CAMTA staff smiling with young girl

One Volunteer’s Story

In September 2012 I was invited to join the Canadian Association of Medical Teams Abroad Mission 2013 as a paediatric ward nurse. The following is an account of my incredible experience volunteering with CAMTA.

Each year CAMTA sends two teams of medical and non-­medical volunteers to Quito, Ecuador to perform orthopedic surgeries on adult and pediatric patients. These surgeries transform lives and give hope to many people allowing them to live pain-­free and without disability. These patients desperately need the surgeries but cannot afford it, so CAMTA works in tandem with the Tierra Nueva Foundation in Quito and operates in the Foundation’s new hospital, ‘Un Canto a La Vida’ to make this all possible. CAMTA does not charge the patients although everyone is required to pay a nominal fee to the hospital which is determined by the local social worker and is based on each family’s situation. Currently CAMTA performs as many as 80 surgeries in a two week period.

Every team member volunteers their own time and raises $2600 to meet the travel expenses. The money raised not only helps to cover these costs but it helps provide CAMTA with much needed supplies and equipment. This year CAMTA’s budget was $400 000 and within a three month period, I was able to fundraise over $2800.

This was my very first mission with CAMTA and like many others on the team I anticipated many successful surgeries and recoveries. It is a great joy for me to share these stories and show how we have made a difference in the lives of few Ecuadorians. My experience with CAMTA was incredibly rewarding and it was an absolute delight getting to know the Ecuadorian children and their families. I felt very privileged to have shared my time with the community and to have gained perspective of their everyday reality and the personal struggles they each face.
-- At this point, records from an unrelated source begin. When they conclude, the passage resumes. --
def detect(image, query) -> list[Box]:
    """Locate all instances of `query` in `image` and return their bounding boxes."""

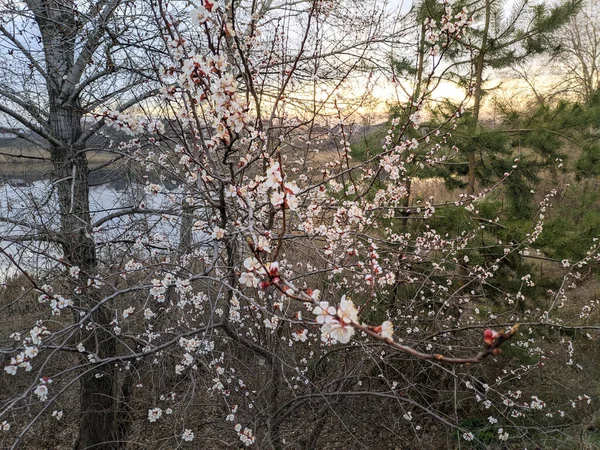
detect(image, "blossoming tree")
[0,0,598,449]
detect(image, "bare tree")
[0,0,598,449]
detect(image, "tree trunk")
[27,0,118,450]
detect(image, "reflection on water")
[0,178,207,282]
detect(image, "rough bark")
[28,0,118,450]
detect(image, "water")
[0,179,209,282]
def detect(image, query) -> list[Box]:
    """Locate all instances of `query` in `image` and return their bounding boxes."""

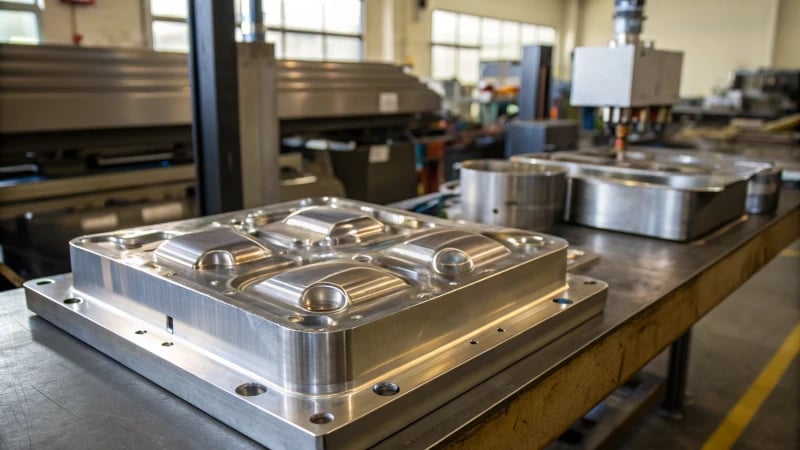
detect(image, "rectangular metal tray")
[25,198,607,449]
[552,147,783,214]
[512,152,749,241]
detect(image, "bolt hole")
[308,413,333,425]
[236,383,267,397]
[372,381,400,397]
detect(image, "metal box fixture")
[570,45,683,108]
[25,198,607,449]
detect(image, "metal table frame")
[0,191,800,448]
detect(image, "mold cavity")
[308,413,333,425]
[372,381,400,397]
[236,383,267,397]
[301,283,349,312]
[433,248,475,275]
[289,316,334,331]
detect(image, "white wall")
[578,0,800,96]
[42,0,145,47]
[772,0,800,69]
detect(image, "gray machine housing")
[571,44,683,108]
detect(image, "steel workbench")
[0,190,800,449]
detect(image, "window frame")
[0,0,44,44]
[145,0,366,62]
[429,8,558,85]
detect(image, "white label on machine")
[378,92,400,113]
[369,145,390,164]
[142,202,183,223]
[81,214,119,232]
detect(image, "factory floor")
[618,240,800,450]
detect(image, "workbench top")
[0,190,800,448]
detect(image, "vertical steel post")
[188,0,242,215]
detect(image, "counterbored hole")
[308,413,333,425]
[372,381,400,397]
[236,383,267,397]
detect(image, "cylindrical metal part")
[614,0,645,45]
[461,159,567,231]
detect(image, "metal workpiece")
[0,43,441,134]
[461,159,567,231]
[512,152,751,241]
[554,148,783,214]
[26,198,607,449]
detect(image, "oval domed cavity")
[301,283,349,312]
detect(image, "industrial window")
[431,10,556,85]
[149,0,364,61]
[0,0,44,44]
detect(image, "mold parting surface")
[26,198,607,448]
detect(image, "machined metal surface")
[461,159,567,231]
[0,190,800,449]
[512,152,749,241]
[26,198,607,448]
[553,148,783,214]
[0,44,441,133]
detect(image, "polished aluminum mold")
[552,148,783,214]
[25,198,607,449]
[512,152,751,241]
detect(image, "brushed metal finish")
[0,44,441,133]
[512,152,748,241]
[26,198,607,448]
[552,148,783,214]
[461,159,566,231]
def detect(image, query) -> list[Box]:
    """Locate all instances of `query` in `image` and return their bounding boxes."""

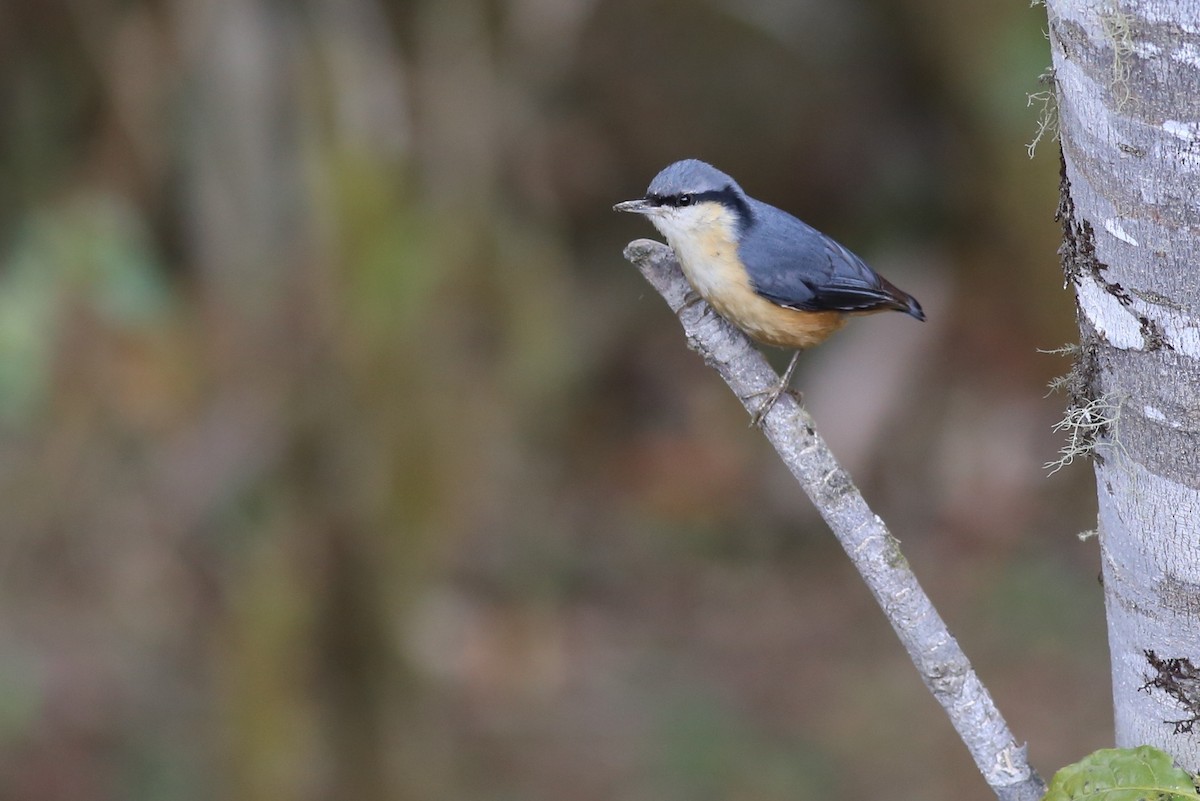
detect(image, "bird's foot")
[746,381,804,428]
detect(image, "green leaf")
[1042,746,1200,801]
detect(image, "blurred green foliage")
[0,0,1108,801]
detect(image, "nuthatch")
[613,158,925,423]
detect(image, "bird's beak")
[612,198,656,215]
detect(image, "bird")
[613,158,925,426]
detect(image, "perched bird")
[613,158,925,424]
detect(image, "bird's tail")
[880,276,925,321]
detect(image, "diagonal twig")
[625,240,1045,801]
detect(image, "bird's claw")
[746,384,804,428]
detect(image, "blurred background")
[0,0,1110,801]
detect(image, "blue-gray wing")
[738,200,924,319]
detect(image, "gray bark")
[625,240,1045,801]
[1048,0,1200,772]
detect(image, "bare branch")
[625,240,1045,801]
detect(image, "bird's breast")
[670,224,846,348]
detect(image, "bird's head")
[613,158,750,243]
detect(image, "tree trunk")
[1048,0,1200,772]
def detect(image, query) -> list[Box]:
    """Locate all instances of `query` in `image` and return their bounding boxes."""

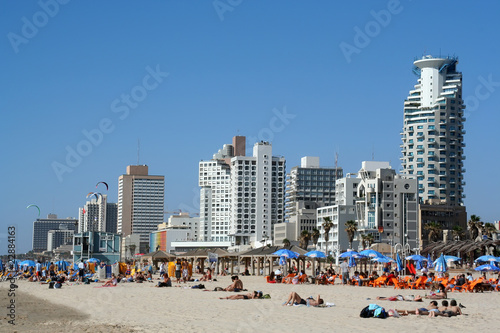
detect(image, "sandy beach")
[0,276,500,332]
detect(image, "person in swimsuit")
[219,291,262,299]
[283,291,324,306]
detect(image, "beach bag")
[359,305,375,318]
The days were long and the work was challenging however I still get that CAMTA ‘buzz’ just sharing with others the life-­changing stories I was witness to and overall the amazing experience I had. There were many stories that pulled on my heart strings yet I was constantly uplifted and inspired by the perseverance and strong will that each patient displayed, both children and adults. I have come away from this mission with the lesson to be reminded that courage and strength lies in many shapes, forms and even comes in the smallest of packages.

Volunteering as a paediatric ward nurse one really learns to be resourceful when we do not have access to equipment and supplies that we are accustomed to here at home. You must learn to be crafty, innovative and many times start very basic. Automated machines and elaborate medical supplies are indeed a luxury that we often take for granted every day at work. Too often we take, we use and we dispose without even contemplating the scarcity and lack of elsewhere. At the end of the day, you learn to be more mindful and to appreciate what we are given.
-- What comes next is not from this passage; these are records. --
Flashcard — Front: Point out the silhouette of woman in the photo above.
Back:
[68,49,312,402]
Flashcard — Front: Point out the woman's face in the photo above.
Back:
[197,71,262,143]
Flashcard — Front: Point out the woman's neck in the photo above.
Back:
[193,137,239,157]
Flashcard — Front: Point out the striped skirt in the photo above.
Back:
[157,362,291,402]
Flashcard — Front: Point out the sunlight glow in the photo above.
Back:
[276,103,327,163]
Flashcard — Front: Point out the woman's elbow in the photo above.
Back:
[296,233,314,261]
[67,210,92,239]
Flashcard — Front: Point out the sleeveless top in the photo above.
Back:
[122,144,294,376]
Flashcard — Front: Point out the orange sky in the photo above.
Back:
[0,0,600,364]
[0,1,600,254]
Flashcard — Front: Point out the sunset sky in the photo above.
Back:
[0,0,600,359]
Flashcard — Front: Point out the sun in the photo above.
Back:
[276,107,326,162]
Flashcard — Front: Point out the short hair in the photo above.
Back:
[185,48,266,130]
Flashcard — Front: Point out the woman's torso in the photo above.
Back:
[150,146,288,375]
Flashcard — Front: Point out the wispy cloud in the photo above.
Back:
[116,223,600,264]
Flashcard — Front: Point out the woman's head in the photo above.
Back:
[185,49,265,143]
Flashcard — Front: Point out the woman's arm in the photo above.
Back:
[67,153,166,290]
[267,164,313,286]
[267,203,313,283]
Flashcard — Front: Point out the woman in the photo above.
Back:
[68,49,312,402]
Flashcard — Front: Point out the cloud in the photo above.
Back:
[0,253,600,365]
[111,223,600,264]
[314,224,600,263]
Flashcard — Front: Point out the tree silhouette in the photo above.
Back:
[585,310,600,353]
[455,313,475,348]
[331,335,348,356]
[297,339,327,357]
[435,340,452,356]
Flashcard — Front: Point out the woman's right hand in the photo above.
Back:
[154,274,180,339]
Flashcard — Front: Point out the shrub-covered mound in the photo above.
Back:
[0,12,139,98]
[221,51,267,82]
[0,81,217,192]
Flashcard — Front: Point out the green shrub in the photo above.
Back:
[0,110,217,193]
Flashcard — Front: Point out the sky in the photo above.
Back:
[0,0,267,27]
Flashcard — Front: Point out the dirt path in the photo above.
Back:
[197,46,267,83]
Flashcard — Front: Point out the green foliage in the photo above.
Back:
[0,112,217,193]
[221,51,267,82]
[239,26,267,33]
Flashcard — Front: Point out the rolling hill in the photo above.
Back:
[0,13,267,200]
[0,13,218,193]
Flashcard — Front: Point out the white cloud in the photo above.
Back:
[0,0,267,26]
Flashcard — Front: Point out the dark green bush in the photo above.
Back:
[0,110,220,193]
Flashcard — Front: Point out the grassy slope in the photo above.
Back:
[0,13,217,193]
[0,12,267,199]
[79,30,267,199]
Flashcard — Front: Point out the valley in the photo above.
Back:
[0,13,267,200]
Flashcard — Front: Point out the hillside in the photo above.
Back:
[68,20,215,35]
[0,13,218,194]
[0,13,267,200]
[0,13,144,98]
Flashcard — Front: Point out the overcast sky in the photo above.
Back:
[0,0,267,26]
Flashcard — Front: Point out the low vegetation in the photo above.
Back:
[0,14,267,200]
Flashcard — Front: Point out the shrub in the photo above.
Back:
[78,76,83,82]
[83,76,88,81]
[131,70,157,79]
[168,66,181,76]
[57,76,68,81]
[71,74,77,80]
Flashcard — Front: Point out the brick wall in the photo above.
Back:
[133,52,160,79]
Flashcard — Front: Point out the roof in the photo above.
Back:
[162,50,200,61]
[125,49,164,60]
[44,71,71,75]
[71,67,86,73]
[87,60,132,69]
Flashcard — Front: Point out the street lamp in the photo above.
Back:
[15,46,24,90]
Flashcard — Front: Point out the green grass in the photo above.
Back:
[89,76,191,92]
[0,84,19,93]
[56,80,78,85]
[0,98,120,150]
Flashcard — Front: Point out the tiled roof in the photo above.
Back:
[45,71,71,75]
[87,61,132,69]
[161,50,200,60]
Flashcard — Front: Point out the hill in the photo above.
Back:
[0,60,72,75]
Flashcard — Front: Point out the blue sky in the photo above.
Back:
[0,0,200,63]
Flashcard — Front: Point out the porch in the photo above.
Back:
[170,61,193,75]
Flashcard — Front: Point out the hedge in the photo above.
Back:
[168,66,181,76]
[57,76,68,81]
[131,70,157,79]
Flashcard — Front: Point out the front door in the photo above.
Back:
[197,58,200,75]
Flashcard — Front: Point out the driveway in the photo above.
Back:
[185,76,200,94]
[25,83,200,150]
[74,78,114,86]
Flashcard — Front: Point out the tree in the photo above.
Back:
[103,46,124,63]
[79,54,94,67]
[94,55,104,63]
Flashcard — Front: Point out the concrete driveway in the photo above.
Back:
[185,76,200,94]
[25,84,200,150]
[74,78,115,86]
I joined the second half of the mission without knowing anyone on the team and returned home having made lifelong connections with extraordinary people. It was amazing to see how well we performed together and to see all the dedication and passion that was being poured into all the work being done. Every member of the team from the translators to the surgeons and nurses, from logistics to the physiotherapists and even our lay volunteers that helped to wash and sterilize surgical instruments, we were all significant players and served an essential role necessary to have a successful mission.
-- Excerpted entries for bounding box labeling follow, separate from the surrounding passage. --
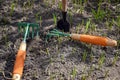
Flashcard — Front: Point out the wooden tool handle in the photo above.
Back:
[12,42,26,80]
[62,0,67,12]
[71,34,117,46]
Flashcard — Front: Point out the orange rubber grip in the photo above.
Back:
[13,50,26,76]
[71,34,117,46]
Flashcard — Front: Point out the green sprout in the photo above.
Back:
[104,70,109,78]
[53,13,57,25]
[71,67,77,80]
[98,53,105,69]
[82,51,87,62]
[10,3,15,16]
[85,19,91,33]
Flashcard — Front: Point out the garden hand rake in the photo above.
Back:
[47,29,117,46]
[12,22,39,80]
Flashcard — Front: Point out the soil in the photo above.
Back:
[0,0,120,80]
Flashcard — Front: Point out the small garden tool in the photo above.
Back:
[46,29,117,46]
[57,0,70,32]
[12,22,39,80]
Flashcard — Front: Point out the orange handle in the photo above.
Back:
[62,0,67,12]
[12,42,26,80]
[71,34,117,46]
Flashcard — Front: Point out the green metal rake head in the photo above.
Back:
[46,29,70,40]
[18,22,39,41]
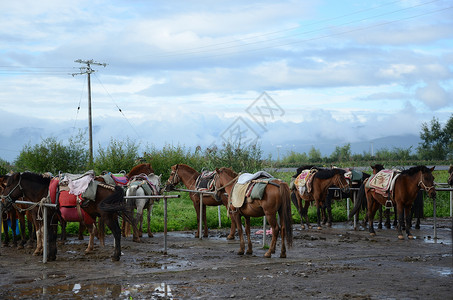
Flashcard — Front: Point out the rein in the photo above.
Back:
[215,174,239,193]
[418,173,434,192]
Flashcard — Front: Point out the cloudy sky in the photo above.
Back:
[0,0,453,161]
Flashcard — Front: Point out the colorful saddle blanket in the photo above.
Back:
[365,169,400,197]
[127,174,158,196]
[230,173,275,207]
[195,171,216,191]
[49,178,96,225]
[294,169,318,194]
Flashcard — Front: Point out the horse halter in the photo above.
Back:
[167,165,181,185]
[417,173,435,193]
[1,175,25,207]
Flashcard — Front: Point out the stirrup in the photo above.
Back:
[385,199,393,209]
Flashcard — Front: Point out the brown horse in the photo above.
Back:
[447,165,453,186]
[293,168,350,229]
[165,164,236,240]
[365,166,436,239]
[216,168,293,258]
[2,172,134,261]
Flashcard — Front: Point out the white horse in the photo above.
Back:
[125,173,162,237]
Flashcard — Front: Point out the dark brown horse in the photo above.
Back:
[293,168,349,229]
[447,165,453,186]
[165,164,236,240]
[2,172,133,261]
[216,168,293,258]
[365,166,436,239]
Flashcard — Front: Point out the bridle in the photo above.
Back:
[1,174,25,207]
[417,173,434,193]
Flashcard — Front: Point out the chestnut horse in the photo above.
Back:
[365,166,436,239]
[293,168,349,229]
[216,168,293,258]
[2,172,134,261]
[447,165,453,186]
[165,164,236,240]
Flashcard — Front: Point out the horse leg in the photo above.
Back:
[368,199,378,236]
[230,211,245,255]
[263,214,280,258]
[301,201,312,229]
[146,200,154,237]
[104,214,122,261]
[18,213,27,249]
[244,217,252,254]
[316,201,322,230]
[85,223,96,254]
[404,206,414,239]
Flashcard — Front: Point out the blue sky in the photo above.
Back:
[0,0,453,161]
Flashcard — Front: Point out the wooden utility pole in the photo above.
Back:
[72,59,107,168]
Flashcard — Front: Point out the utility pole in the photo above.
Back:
[72,59,107,168]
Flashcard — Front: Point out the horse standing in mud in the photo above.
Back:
[125,173,162,238]
[292,167,349,229]
[165,164,236,240]
[2,172,134,261]
[365,166,436,239]
[216,168,293,258]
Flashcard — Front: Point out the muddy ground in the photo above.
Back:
[0,218,453,300]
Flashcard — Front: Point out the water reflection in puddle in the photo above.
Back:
[10,283,173,299]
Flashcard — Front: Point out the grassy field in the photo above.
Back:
[4,171,450,238]
[119,171,450,232]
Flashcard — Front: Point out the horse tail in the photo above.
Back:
[349,183,366,218]
[280,182,297,248]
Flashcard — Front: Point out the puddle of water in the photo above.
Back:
[11,283,173,299]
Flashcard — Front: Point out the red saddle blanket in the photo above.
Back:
[49,179,94,225]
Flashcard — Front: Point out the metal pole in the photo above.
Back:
[348,191,358,230]
[198,193,203,240]
[87,71,93,168]
[433,197,437,239]
[164,198,167,255]
[42,205,48,263]
[217,205,222,228]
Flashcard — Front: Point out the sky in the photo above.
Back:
[0,0,453,162]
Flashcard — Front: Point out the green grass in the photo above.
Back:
[4,171,450,238]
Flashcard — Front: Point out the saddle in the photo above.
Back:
[365,169,401,200]
[230,171,279,208]
[127,174,158,196]
[294,168,318,195]
[195,171,215,192]
[49,171,98,225]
I am very grateful for the opportunity to volunteer with CAMTA and for all the support given towards the project. I was able to provide quality nursing care in an international setting and cultivate cross-­cultural interactions. This was a possibility for growth both professionally and personally. With every journey that we embrace we are given the chance to evolve and transcend any limitations we encounter along the way. This mission has become a milestone in my nursing career and has further helped to fuel my passion in becoming more involved with global health and humanitarian aid. It has motivated me to focus on what matters the most and to grow into the nurse that I am called to be and to continue to do something that would benefit the world in an impactful way.